3, don’t worry about memory overflow, SDS has automatic capacity expansion

String length complexity O(1), stored len attribute

5. Prevent multiple memory allocations through space preallocation and lazy space release

Len = len; len = len; len = len; len = len

Why not use the character array in C?

1. Memory needs to be pre-allocated and may overflow

2. Obtaining the length requires traversing the number group, time complexity O(n)

3, the character array length changes, need to allocate memory

4. In c’s character array, ‘\0’ represents the end of judgment.

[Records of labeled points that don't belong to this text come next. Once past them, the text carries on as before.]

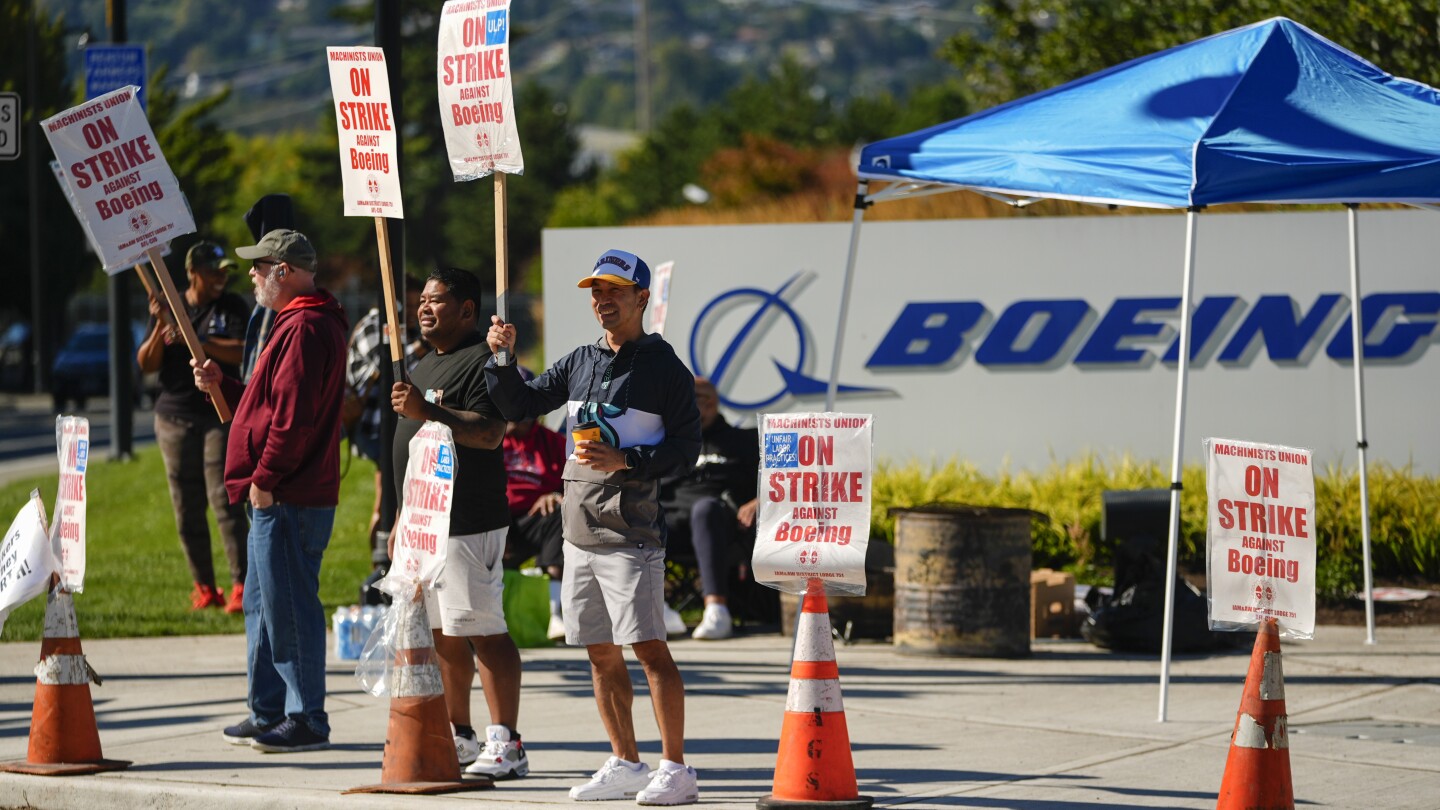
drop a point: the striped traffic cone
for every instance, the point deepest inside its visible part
(814, 767)
(419, 748)
(64, 738)
(1257, 770)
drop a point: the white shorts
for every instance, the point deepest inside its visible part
(612, 594)
(468, 595)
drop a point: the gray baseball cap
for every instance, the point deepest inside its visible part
(290, 247)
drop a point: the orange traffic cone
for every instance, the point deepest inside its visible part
(1257, 770)
(419, 750)
(814, 767)
(64, 738)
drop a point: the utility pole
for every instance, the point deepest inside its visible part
(39, 356)
(121, 348)
(642, 67)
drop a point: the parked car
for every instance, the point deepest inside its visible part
(82, 365)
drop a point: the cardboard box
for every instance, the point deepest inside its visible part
(1051, 604)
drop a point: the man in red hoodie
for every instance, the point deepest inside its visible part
(284, 461)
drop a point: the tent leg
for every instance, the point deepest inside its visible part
(1361, 444)
(1177, 456)
(861, 203)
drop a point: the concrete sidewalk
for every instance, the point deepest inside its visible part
(1070, 727)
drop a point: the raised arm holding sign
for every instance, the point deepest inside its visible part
(369, 160)
(478, 113)
(126, 193)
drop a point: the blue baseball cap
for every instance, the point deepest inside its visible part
(618, 267)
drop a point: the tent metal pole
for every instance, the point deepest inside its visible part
(1177, 456)
(861, 203)
(1361, 444)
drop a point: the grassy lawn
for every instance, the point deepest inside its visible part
(136, 577)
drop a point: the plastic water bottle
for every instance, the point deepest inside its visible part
(342, 626)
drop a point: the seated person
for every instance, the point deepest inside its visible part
(713, 506)
(534, 459)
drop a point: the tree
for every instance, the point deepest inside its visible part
(1033, 45)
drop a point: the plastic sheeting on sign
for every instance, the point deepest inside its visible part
(369, 169)
(123, 188)
(68, 528)
(422, 529)
(26, 559)
(473, 81)
(1260, 536)
(814, 495)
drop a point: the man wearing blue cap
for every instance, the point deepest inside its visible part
(634, 420)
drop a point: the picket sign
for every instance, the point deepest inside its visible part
(26, 558)
(124, 192)
(478, 113)
(814, 502)
(68, 529)
(126, 195)
(660, 296)
(424, 525)
(369, 160)
(1260, 536)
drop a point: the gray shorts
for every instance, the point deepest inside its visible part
(612, 594)
(468, 595)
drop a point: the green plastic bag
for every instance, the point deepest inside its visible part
(527, 608)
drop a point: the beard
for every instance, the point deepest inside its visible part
(267, 291)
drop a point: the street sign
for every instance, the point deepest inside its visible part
(9, 126)
(113, 67)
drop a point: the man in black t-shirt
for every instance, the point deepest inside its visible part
(189, 433)
(465, 607)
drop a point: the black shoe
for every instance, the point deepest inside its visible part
(290, 737)
(245, 731)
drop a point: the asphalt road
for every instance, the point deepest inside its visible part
(28, 431)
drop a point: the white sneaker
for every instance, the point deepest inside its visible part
(668, 787)
(503, 758)
(674, 626)
(556, 630)
(467, 748)
(617, 779)
(714, 624)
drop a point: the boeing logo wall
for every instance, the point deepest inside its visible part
(1037, 333)
(1023, 342)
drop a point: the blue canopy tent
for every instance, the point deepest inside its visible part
(1269, 113)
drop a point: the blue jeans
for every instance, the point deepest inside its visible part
(284, 620)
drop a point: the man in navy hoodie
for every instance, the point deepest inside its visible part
(284, 461)
(638, 402)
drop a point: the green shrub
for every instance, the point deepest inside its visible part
(1404, 510)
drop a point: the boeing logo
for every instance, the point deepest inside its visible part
(1049, 333)
(1053, 332)
(755, 314)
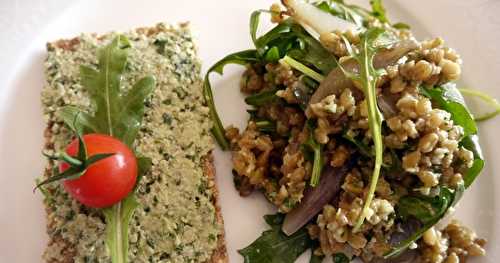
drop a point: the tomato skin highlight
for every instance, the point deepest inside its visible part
(107, 181)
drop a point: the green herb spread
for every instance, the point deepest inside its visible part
(176, 220)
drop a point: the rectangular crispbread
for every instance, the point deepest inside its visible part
(76, 233)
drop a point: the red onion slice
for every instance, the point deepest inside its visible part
(315, 198)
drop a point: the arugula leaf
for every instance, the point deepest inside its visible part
(289, 38)
(471, 143)
(262, 98)
(274, 246)
(315, 149)
(428, 210)
(449, 98)
(302, 68)
(266, 126)
(486, 98)
(254, 23)
(117, 219)
(118, 114)
(378, 10)
(351, 13)
(401, 25)
(372, 40)
(239, 58)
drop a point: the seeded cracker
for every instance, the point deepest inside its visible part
(178, 219)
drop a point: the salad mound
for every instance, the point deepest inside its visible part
(357, 133)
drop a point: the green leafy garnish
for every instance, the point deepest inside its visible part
(378, 10)
(448, 98)
(262, 98)
(314, 149)
(371, 41)
(351, 13)
(289, 38)
(239, 58)
(486, 98)
(303, 68)
(428, 210)
(315, 258)
(274, 246)
(401, 25)
(286, 39)
(266, 126)
(118, 114)
(471, 143)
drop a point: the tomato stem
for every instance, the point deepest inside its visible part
(70, 160)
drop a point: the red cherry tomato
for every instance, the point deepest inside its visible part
(107, 181)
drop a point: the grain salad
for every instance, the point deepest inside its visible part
(357, 133)
(178, 219)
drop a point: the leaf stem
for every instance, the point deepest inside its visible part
(375, 124)
(302, 68)
(486, 98)
(317, 166)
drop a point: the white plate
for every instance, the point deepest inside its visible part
(472, 27)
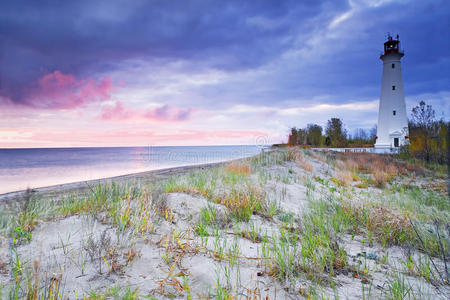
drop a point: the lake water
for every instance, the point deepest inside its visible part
(39, 167)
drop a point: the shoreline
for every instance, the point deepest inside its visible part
(82, 186)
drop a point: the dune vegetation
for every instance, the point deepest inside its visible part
(288, 223)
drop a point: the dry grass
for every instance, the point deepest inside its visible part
(345, 177)
(238, 168)
(301, 161)
(382, 167)
(242, 204)
(389, 226)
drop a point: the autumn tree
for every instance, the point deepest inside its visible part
(314, 134)
(336, 133)
(301, 136)
(293, 137)
(428, 137)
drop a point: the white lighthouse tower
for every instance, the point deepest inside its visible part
(392, 130)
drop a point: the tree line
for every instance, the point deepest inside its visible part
(335, 135)
(428, 137)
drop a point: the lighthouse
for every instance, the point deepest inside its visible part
(392, 130)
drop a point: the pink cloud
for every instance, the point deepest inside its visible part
(72, 137)
(165, 113)
(62, 91)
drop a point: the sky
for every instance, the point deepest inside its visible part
(211, 72)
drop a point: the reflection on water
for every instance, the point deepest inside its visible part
(22, 168)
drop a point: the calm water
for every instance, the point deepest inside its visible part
(22, 168)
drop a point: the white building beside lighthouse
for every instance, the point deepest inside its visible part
(392, 129)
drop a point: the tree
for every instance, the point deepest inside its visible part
(336, 133)
(422, 131)
(301, 136)
(292, 141)
(428, 137)
(314, 134)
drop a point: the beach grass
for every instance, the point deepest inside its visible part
(312, 203)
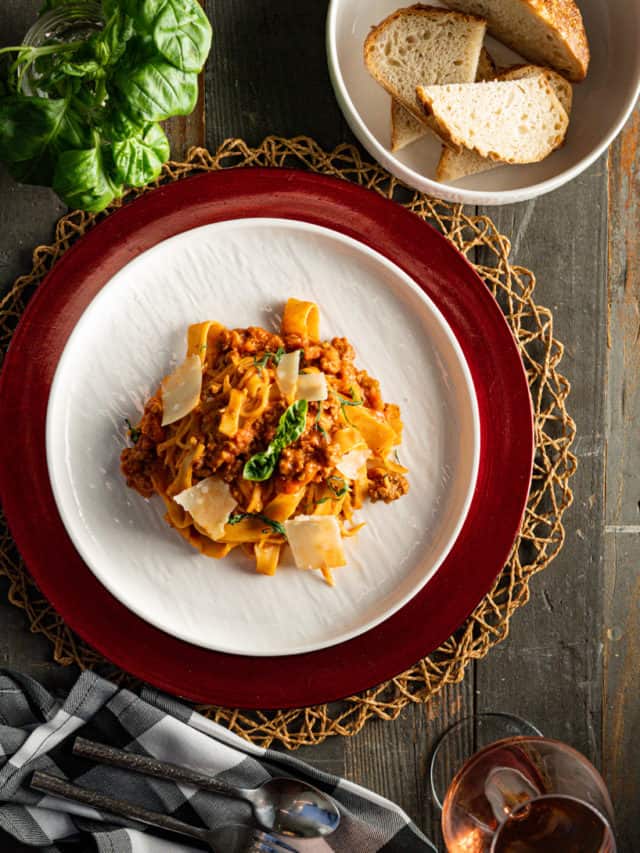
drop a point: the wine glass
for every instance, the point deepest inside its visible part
(523, 793)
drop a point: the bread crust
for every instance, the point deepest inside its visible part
(457, 144)
(562, 16)
(377, 30)
(565, 17)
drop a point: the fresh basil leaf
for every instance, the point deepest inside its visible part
(276, 526)
(28, 126)
(261, 466)
(54, 4)
(157, 90)
(111, 42)
(139, 159)
(81, 180)
(118, 126)
(291, 425)
(33, 132)
(338, 485)
(84, 68)
(181, 31)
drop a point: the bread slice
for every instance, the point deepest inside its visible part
(423, 44)
(454, 165)
(513, 121)
(405, 128)
(547, 32)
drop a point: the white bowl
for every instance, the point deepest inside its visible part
(602, 103)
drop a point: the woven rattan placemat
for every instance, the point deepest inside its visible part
(542, 533)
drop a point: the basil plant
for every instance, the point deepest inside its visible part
(93, 127)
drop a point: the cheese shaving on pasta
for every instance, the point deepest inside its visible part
(268, 443)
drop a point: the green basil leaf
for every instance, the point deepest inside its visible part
(157, 90)
(33, 132)
(118, 126)
(139, 159)
(276, 526)
(83, 68)
(81, 180)
(110, 44)
(28, 126)
(291, 425)
(181, 32)
(260, 466)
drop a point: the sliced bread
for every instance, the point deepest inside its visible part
(548, 32)
(513, 121)
(423, 44)
(405, 128)
(454, 165)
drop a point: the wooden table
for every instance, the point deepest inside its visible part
(572, 659)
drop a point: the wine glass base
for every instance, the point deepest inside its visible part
(464, 739)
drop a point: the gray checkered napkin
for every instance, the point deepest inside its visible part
(36, 733)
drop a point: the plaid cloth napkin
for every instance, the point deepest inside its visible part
(36, 732)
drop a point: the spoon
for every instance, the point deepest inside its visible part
(234, 838)
(282, 805)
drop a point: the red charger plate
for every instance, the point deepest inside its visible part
(494, 517)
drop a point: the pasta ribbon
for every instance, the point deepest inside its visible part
(253, 446)
(378, 435)
(230, 420)
(267, 555)
(301, 318)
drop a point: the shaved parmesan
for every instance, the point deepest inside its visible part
(287, 373)
(181, 390)
(209, 505)
(315, 541)
(351, 463)
(312, 387)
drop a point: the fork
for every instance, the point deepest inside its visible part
(231, 839)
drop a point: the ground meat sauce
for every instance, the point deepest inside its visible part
(310, 459)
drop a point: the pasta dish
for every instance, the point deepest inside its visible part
(260, 441)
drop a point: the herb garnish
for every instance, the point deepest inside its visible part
(259, 363)
(290, 427)
(134, 432)
(92, 128)
(276, 526)
(344, 403)
(340, 488)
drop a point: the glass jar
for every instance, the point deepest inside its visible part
(72, 23)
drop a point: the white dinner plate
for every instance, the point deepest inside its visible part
(240, 273)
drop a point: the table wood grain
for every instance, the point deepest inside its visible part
(572, 658)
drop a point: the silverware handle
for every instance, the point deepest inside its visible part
(54, 785)
(103, 754)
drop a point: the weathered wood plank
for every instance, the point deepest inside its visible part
(621, 763)
(622, 601)
(27, 214)
(549, 670)
(623, 440)
(393, 758)
(268, 74)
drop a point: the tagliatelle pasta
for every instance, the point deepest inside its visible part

Binary data storage is not secure, can not save pictures, videos, etc.

About the memory preallocation feature

According to the source code analysis, the expansion policy is to double the space expansion before the string length is less than SDS_MAX_PREALLOC, that is, to reserve 100% of the redundant space. When the length exceeds SDS_MAX_PREALLOC, each expansion allocates only more redundant space of SDS_MAX_PREALLOC size to avoid wasting redundant space after doubling.

11. Release of inert space

Lazy space free is used to optimize SDS string shortening operations: When the SDS API needs to shorten the string saved by SDS, the program does not immediately use memory reallocation to reclaim the shortened extra bytes, but instead uses the free property to record the number of bytes and wait for future use.

Void sdsclear(SDS s) {// Sdssetlen (s, 0); // Set the first character to the terminator s[0] = '\0'; }Copy the code

Real clear space

sds sdsRemoveFreeSpace(sds s) { struct sdshdr *sh; sh = (void*) (s-(sizeof(struct sdshdr))); Sh = zrealloc(sh, sizeof(struct SDSHDR)+sh->len+1); Sh ->free = 0; return sh->buf; }Copy the code

For example, different structures store strings of different lengths, and different encoding types store strings of different lengths.

Pre-allocated space, the space of inert release, etc., from the storage structure, coding type, memory allocation and recovery strategy, the authors have done very many reasons from the aspects of performance design, it is conceivable that is why redis high performance, work to also want to learn this kind of pursuit of perfection in the performance of the fine style and design style.